The first two months of Leo XIV’s pontificate have taught us that some of the processes initiated by Pope Francis are irreversible. They can be redesigned, but not reversed. And one of these processes is his focus on environmental issues.
Now, Pope Francis did not invent anything new with his focus on responsible care for creation. The Church has always been concerned with that. Benedict XVI, moreover, was dubbed “the green Pope” by Catholic and secular media because of his attention to ecological issues. The theological legwork was already done when Francis gave a pastoral push to the issue.

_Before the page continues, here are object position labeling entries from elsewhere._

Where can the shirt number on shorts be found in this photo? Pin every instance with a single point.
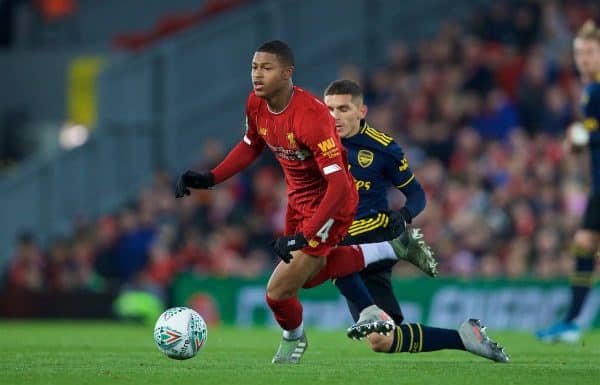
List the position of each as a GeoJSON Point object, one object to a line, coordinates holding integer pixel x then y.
{"type": "Point", "coordinates": [323, 232]}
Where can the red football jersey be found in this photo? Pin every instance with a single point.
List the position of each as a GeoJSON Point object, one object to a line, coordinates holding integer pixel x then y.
{"type": "Point", "coordinates": [305, 142]}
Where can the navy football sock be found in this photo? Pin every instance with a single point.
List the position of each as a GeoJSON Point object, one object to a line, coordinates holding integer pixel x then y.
{"type": "Point", "coordinates": [416, 338]}
{"type": "Point", "coordinates": [354, 289]}
{"type": "Point", "coordinates": [581, 281]}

Pope Francis, did the Church’s ecological attention to another level. Both the encyclical Laudato Si’ and the exhortation Laudate Deum were based on a series of data, numbers, and figures from United Nations agencies. In practice, Pope Francis had linked ecological concern to political and multilateral issues. Laudato Si’, being an encyclical, included a necessary framework of social doctrine. However, the most cited passages in international forums were precisely those that confirmed mainstream positions, while integral ecology positions were diminished.

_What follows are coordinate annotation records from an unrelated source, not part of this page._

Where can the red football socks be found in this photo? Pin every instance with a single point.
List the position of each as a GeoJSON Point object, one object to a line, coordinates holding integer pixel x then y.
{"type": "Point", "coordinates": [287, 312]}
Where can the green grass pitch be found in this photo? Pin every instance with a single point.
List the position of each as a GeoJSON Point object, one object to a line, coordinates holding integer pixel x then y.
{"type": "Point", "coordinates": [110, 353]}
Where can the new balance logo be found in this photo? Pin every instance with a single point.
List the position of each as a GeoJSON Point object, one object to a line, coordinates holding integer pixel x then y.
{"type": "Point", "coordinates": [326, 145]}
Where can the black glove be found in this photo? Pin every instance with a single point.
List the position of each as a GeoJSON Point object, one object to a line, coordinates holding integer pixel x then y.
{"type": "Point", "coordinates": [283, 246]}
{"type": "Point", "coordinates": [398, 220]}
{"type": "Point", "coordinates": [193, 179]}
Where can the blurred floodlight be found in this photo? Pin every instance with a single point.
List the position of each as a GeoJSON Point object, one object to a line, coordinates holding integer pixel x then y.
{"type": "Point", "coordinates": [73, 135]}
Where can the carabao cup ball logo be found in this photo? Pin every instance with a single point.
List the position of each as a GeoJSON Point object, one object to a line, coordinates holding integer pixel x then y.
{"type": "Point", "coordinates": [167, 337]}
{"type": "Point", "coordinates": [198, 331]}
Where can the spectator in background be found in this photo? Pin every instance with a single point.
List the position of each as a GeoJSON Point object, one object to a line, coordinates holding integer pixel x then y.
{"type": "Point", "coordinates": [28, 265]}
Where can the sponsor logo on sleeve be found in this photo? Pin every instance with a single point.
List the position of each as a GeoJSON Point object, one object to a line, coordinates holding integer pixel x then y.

For example, few remember that Laudato Si’ includes a defense of life from conception to natural death, that it attacks the throwaway culture also in terms of the discarding of human lives, and that it adopts an integral ecology approach that places the human being at the center. Laudate Deum, as an exhortation, was instead presented as an update of scientific data, which was normal, because the United Nations always updates that same data. But that was precisely the point: could a papal document be linked only to contingent data?
It was not, after all, a document responding to a serious situation with a strong theoretical structure (think of Pius XI’s encyclical against Nazism, Mit Brennender Sorge, or the radio messages of Pius XII during the Second World War). Instead, it was a document that took the point of view of international organizations, which rarely connect the ecological problem to human beings. Indeed, human beings are often considered the problem.
However, twelve years of pontificate have created an ecological movement that sometimes appears to embrace environmentalism without restraints and divorced from the very human core Francis ultimately sought to give it, addressing only the most political and media-driven issues. And among the initiatives connected to this environmentalism is a special Mass for the Protection of Creation.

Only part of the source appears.